You Don’t Get a Cookie for Wanting to Tap This

If you’ve been paying attention over the past few days, you may have seen a viral post going around by a man talking about his wife’s body. I’m not going to link to it, but the basic gist is that she’s a little curvy and he still manages to love her anyway.

Gasp! Someone get that man a medal!

Seriously, though, this post has gone completely viral because someone loves the body that their partner came in. That’s not something that should be revolutionary. The woman in question is, at most, small fat (though apparently she hates the word fat because it’s mean or something, according to her blog). She’s basically average, with some cellulite and thick thighs like most of us have.

I’m not bothered that this man loves his wife or that he thinks she’s as hot as it gets. That’s a good thing for them! Really, congrats on finding each other and being happy!

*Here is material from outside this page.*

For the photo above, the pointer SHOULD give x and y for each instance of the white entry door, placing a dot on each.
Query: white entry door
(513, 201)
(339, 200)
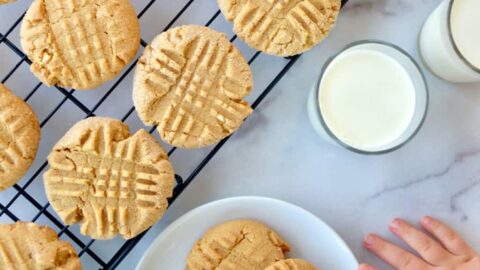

I am bothered, however, that he seems to think he should get accolades for loving a woman who isn’t the size of a fashion model.

Here’s the thing: you don’t deserve a cookie because you’re attracted to a fat person, or a curvy person, or whatever you want to call a person who isn’t a size 2. If you fall for someone, that should include their body. If you love someone simply because of their body, that can be fetishizing or objectifying. If you love someone in spite of their body, that’s cruel. You love a person, you love the package they come in. They’re gorgeous because they are.

People of varying shapes and sizes, different levels of conventional attractiveness, and so forth, find love. They do. Most people are not models, yet they continue to pair off. I don’t care if it’s a long-term relationship, a one-night stand, or something in between, coupling up with a fat person isn’t something magical.

I know, I know, it’s almost like we’re people or something.

Attraction doesn’t exist in a vacuum, however. We’re often told that we have no control over who we think is hot, who we fall in love with, and so forth, but actually we can be very much influenced by what we are exposed to and told is attractive. This influence not only skews who we look at, but it also messes up how we act when we’re attracted to someone who doesn’t fit the mold. So people like this guy think that they’re unique in loving someone who isn’t what you see in magazines, but they’re not. You just don’t see it because it doesn’t fit the dominant narrative.

But, do me and all other fat people out there a favor: if you do end up with one of us, don’t blather on about the ways we defy the mold of conventional attractiveness. Or at least, if you do, don’t frame it in a way that makes those ways sound like flaws. And for the love of everything sacred, don’t act like you’re doing something special for falling in love with us.